Di pabrik ini sejumlah karyawan terpapar yang disinyalir berasal dari kos-kosan tempat banyak pekerja tinggal. Dari sana kemudian virus menyebar ke pabrik.
Dinas Kesehatan Jawa Barat mengimbau agar pelaku industri bisa menerapkan protokol kesehatan COVID-19 secara ketat. Mulai dariĀ rapid test, penggunaan masker, penempatan tempat cuci tangan, dan hal lainnya yang bisa meminimalisir penyebaran virus wajib dijalankan.
Kepala Dinas Kesehatan Jawa Barat Berli Hamdani menuturkan, kejadian penemuan puluhan pekerja di PT Unilever, Kabupaten Bekasi, yang positif COVID-19 sebenarnya merupakan dampak dari penerapan protokol kesehatan yang ketat. Melalui rapid test dan tes swab maka bisa didapatkanlah data pekerja yang terpapar COVID-19 tersebut.

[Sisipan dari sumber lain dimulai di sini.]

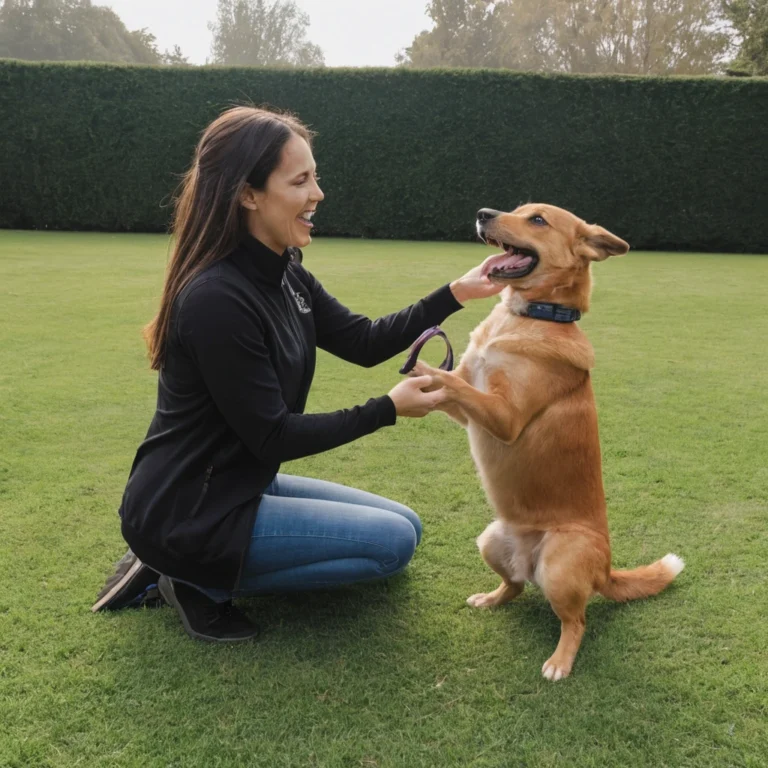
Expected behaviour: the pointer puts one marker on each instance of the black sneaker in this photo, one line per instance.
(133, 584)
(205, 619)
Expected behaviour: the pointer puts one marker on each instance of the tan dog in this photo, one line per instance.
(524, 394)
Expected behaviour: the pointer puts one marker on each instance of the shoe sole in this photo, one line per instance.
(127, 576)
(166, 590)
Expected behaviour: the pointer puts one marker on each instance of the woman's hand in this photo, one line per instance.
(474, 285)
(410, 399)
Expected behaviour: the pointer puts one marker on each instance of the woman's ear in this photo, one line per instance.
(597, 244)
(248, 198)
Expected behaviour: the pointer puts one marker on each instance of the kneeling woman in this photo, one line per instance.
(234, 343)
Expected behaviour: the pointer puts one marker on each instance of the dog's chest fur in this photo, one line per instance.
(481, 358)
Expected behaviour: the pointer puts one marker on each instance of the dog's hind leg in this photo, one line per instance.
(497, 547)
(567, 571)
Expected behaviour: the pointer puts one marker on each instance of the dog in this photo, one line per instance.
(523, 393)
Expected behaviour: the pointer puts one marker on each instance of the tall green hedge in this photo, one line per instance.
(678, 163)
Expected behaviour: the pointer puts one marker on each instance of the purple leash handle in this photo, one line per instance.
(446, 365)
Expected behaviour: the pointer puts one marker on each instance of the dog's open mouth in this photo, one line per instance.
(513, 263)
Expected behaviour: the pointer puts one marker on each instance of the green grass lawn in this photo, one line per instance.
(401, 673)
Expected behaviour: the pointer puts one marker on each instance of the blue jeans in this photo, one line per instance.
(312, 534)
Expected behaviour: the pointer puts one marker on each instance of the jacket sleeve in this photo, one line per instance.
(227, 344)
(366, 342)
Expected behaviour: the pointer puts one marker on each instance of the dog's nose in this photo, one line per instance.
(486, 214)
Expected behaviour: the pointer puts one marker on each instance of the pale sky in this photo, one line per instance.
(352, 33)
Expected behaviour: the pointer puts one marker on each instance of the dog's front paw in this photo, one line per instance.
(482, 600)
(555, 669)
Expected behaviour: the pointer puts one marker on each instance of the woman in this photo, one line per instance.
(234, 343)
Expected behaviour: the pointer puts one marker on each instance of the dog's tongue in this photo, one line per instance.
(505, 262)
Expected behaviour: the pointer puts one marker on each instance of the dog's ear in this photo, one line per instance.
(597, 244)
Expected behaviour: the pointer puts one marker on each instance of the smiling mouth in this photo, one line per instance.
(512, 264)
(305, 217)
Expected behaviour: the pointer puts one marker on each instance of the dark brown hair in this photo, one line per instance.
(242, 146)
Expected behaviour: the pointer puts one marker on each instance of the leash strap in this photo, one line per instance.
(446, 365)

"Di Jawa Barat banyak ditemukan reaktif rapid tes atau positif swab justru karena Jabar melakukan tes secara masif dan pro aktif. Karena meyakini bahwa testing (pengetesan) dan tracing (pelacakan) salah satu upaya terbaik mengendalikan wabah COVID-19," ujar Berli beberapa waktu lalu.